Entscheidungsstichwort (Thema)

Steuererstattung. Einkommen. Vermögen. Zufluss. Forderung. Ansparung. Einmalige Einnahme. Bewilligungszeitraum. Rücknahme. Verfügungssatz. Anhörung. Grundsicherung für Arbeitsuchende. Einkommens- oder Vermögensberücksichtigung. einmalige Einnahme. Aufteilung auf restlichen Bewilligungszeitraum. Heilung eines Anhörungsmangels. wirksame Nachholung durch Äußerungsmöglichkeit in der mündlichen Verhandlung der letzten Tatsacheninstanz des sozialgerichtlichen Verfahrens

 

Leitsatz (redaktionell)

Bei einer Steuererstattung handelt es sich um Einkommen i.S.v. § 11 SGB II.

 

Orientierungssatz

1. Eine Steuererstattung ist Einkommen iS des § 11 Abs 1 S 1 SGB 2, welches als einmalige Einnahme gem § 2 Abs 3 AlgIIV im Zuflussmonat und den Folgemonaten (hier des restlichen Bewilligungszeitraumes) zu berücksichtigen ist.

2. Eine fehlende Anhörung nach § 24 Abs 1 SGB 10 ist nach § 41 Abs 1 Nr 3, Abs 2 SGB 10 wirksam nachgeholt und geheilt, wenn in der mündlichen Verhandlung der letzten Tatsacheninstanz des sozialgerichtlichen Verfahrens den Beteiligten ausdrücklich Gelegenheit gegeben wurde, sich (hier zur Aufhebung des Bewilligungsbescheides) zu äußern und der Hilfebedürftige sich im Übrigen zu den relevanten Umständen bereits im Widerspruchs- und Klageverfahren geäußert hat.

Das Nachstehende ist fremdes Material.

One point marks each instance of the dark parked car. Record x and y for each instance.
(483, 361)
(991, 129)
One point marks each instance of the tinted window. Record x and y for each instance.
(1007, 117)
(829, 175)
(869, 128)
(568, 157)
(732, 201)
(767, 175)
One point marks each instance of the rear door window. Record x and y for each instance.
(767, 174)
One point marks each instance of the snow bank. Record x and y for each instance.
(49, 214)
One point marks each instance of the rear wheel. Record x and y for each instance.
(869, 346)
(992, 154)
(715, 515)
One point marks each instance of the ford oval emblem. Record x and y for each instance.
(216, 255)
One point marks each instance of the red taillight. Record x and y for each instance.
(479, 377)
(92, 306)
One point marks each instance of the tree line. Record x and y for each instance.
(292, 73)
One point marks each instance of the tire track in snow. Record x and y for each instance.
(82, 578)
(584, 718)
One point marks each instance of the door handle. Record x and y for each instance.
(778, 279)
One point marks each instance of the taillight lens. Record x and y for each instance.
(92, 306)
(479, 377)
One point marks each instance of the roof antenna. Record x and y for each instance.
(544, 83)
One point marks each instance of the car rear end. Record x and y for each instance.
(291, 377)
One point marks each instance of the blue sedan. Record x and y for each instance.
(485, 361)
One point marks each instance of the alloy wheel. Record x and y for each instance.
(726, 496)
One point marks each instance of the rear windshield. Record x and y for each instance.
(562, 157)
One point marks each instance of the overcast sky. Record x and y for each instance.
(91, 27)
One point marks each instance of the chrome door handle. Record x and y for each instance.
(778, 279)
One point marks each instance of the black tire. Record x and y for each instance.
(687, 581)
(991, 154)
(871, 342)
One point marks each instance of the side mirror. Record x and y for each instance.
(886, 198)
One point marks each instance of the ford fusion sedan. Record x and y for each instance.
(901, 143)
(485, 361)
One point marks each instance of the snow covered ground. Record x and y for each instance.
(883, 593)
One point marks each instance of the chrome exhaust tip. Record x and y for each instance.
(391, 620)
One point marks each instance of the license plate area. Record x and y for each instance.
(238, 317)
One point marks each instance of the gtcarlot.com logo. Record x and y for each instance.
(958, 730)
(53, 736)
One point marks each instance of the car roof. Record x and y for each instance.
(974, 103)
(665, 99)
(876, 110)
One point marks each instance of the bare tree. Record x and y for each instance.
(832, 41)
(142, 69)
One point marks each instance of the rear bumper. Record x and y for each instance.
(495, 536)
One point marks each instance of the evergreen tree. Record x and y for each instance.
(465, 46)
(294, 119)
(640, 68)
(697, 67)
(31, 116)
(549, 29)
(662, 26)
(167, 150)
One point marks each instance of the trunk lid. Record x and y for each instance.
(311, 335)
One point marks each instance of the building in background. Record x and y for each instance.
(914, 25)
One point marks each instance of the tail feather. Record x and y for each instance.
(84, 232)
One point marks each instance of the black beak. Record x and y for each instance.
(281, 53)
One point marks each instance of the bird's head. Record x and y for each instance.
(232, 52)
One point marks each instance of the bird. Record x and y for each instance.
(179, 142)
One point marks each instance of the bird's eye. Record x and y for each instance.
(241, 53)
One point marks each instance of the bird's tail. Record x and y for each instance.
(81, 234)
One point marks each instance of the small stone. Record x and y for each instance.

Ein nochmaliger Hinweis auf die bereits bekannten Haupttatsachen durch den Leistungsträger unter Einräumung einer Äußerungsfrist und eine anschließende Entscheidung (Verwaltungsakt) über Bestätigung, Änderung oder Aufhebung des Eingriffs ist nicht notwendig und unterläuft die Regelung des § 41 Abs 2 SGB 10 (Abweichung von BSG vom 31.10.2002 - B 4 RA 15/01 R = SozR 3-1300 § 24 Nr 22).

 

Normenkette

GG Art. 20 Abs. 3; SGB II § 11 Abs. 1 S. 1, Abs. 2, § 12 Abs. 1, § 40 Abs. 1 Sätze 1, 2 Nr. 1; SGB III § 330 Abs. 3 S. 1; SGB X § 24 Abs. 1, § 41 Abs. 1 Nr. 3, Abs. 2, § 48 Abs. 1 S. 2 Nr. 3; Alg-II-VO § 2 Abs. 3 S. 3; BSHG § 76; SGG § 96

 

Nachgehend

BSG (Urteil vom 16.12.2008; Aktenzeichen B 4 AS 48/07 R)

 

Tenor

Die Berufung des Klägers gegen das Urteil des Sozialgerichts Aachen vom 18.08.2006 wird zurückgewiesen. Außergerichtliche Kosten sind nicht zu erstatten. Die Revision wird zugelassen.

 

Tatbestand

Die Beteiligten streiten, ob eine 2006 erfolgte Erstattung von im Jahre 2004 gezahlter Einkommensteuer als Einkommen im Rahmen der Berechnung der Leistungen zur Grundsicherung für Arbeitsuchende nach dem Zweiten Buch Sozialgesetzbuch (SGB II) zu berücksichtigen ist.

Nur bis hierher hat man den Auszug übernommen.